4. È bene subito precisare che il ricorso incidentale non può ritenersi assorbito dall’accoglimento del principale.

4.1 Per giurisprudenza di legittimità, l’assorbimento di un motivo di ricorso per cassazione postula che la questione con esso prospettata si presenti incondizionatamente irrilevante, ai fini della decisione della controversia, a sèguito dell’accoglimento di un altro motivo; situazione che non appare configurabile ove la questione stessa possa diventare rilevante in relazione a uno dei prevedibili esiti del giudizio di rinvio conseguente alla cassazione della sentenza impugnata.

4.2 In tale ultima evenienza, la Suprema Corte deve ugualmente procedere all’esame del motivo ed eventualmente annullare la medesima sentenza anche in relazione ad esso, sia pure condizionatamente a un determinato esito del giudizio di rinvio sulla questione oggetto del motivo principale accolto (cfr. Cass. n. 13532/2018, Cass. n. 22602/2017, Cass. n. 13259/2006).

4.3 Proprio questa è l’ipotesi ricorrente nella specie, atteso che, qualora al termine dell’instaurando giudizio di rinvio dovesse essere confermata la decisione precedentemente assunta dalla CTR nei riguardi di De.Li., tornerebbe nuovamente in gioco la questione relativa alla possibilità di estendere gli effetti preclusivi dello “scudo fiscale” alla De.
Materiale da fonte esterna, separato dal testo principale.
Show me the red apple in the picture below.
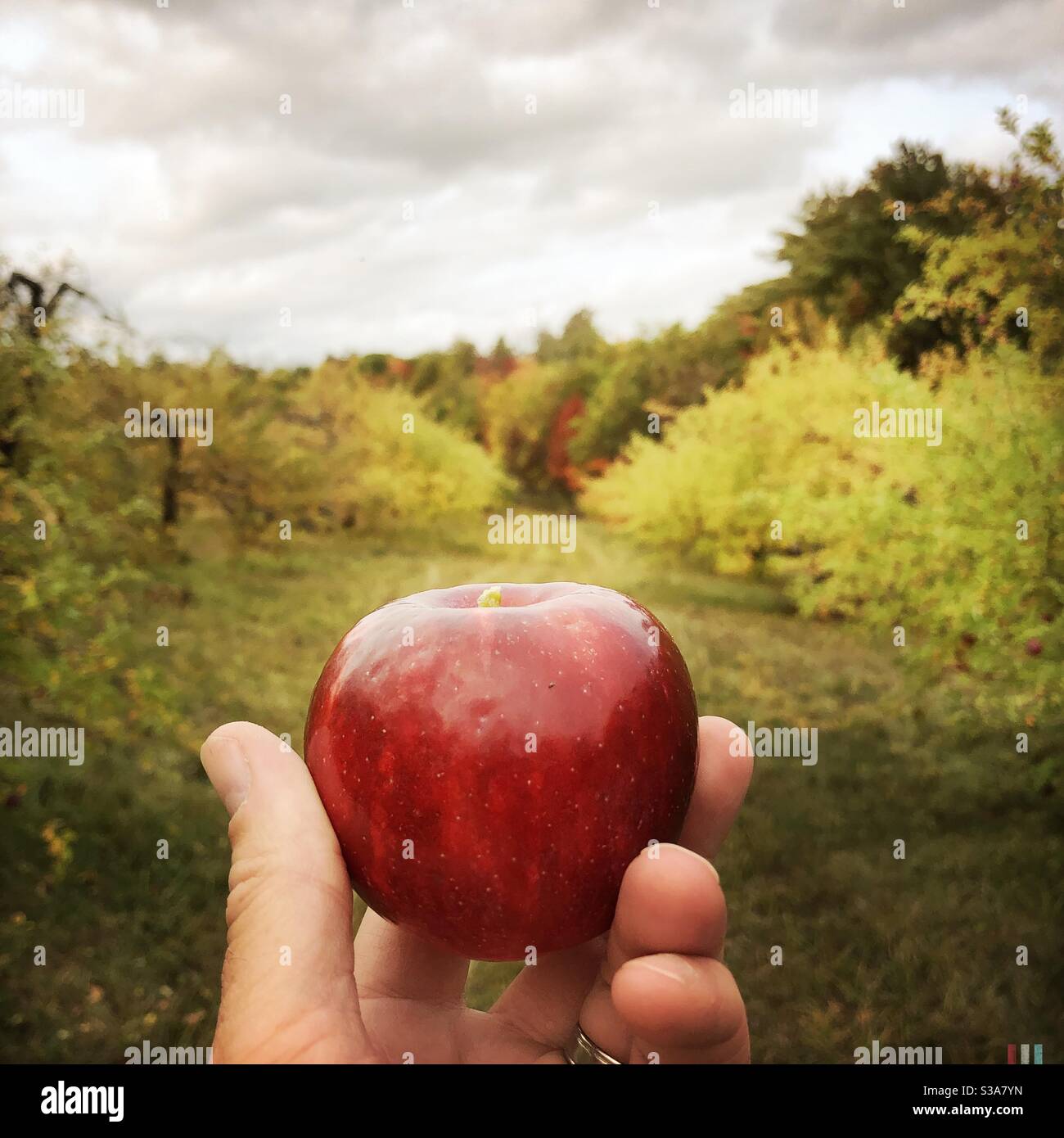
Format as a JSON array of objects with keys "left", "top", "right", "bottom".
[{"left": 305, "top": 583, "right": 697, "bottom": 960}]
Snc in liquidazione e all’altro socio De.Ra.

4.4 Chiarito ciò, il primo motivo di ricorso è in parte inammissibile, in parte infondato.

4.5 Va, in primo luogo, notato che i ricorrenti lamentano l’omesso esame di una questione giuridica, e non di un fatto storico principale o secondario, nei termini esplicitati dalle Sezioni Unite con le sentenze nn. 8053-8054/2014, onde il vizio denunciato non appare riconducibile al paradigma dell’art. 360, comma 1, n. 5) c.p.c.

4.6 Fermo quanto precede, tale “fatto” (recte: questione) è stato comunque tenuto in considerazione dalla CTR, la quale ha trattato il tema, osservando che, “per quanto riguarda la questione del cosiddetto “scudo fiscale… si conviene che non possa essere applicato alla società ed ai suoi soci…”.

5. Il secondo motivo è infondato.

5.1 L’avviso di accertamento emesso nei confronti di De.Li., unica aderente allo “scudo fiscale-ter”, ha ad oggetto il reddito da partecipazione alla De. Snc imputatole per trasparenza, ai fini dell’IRPEF, a norma dell’art. 5, comma 1, del TUIR.

5.2 Rispetto all’obbligazione tributaria scaturente da tale accertamento non è configurabile una responsabile solidale della società, che non è soggetto passivo IRPEF, né tantomeno dell’altro socio, tenuto a rispondere solidalmente e illimitatamente, ex art. 2291, comma 1, c.c., per le sole obbligazioni sociali, e non anche per quelle facenti capo ad altri soci.

5.3 In proposito, deve rammentarsi che quello da partecipazione costituisce reddito personale del socio (cfr. Cass. n. 28081/2024, Cass. n. 11989/2015, Cass. n. 3946/2011), sul quale soltanto grava, conseguentemente, l’obbligo di pagamento della relativa IRPEF.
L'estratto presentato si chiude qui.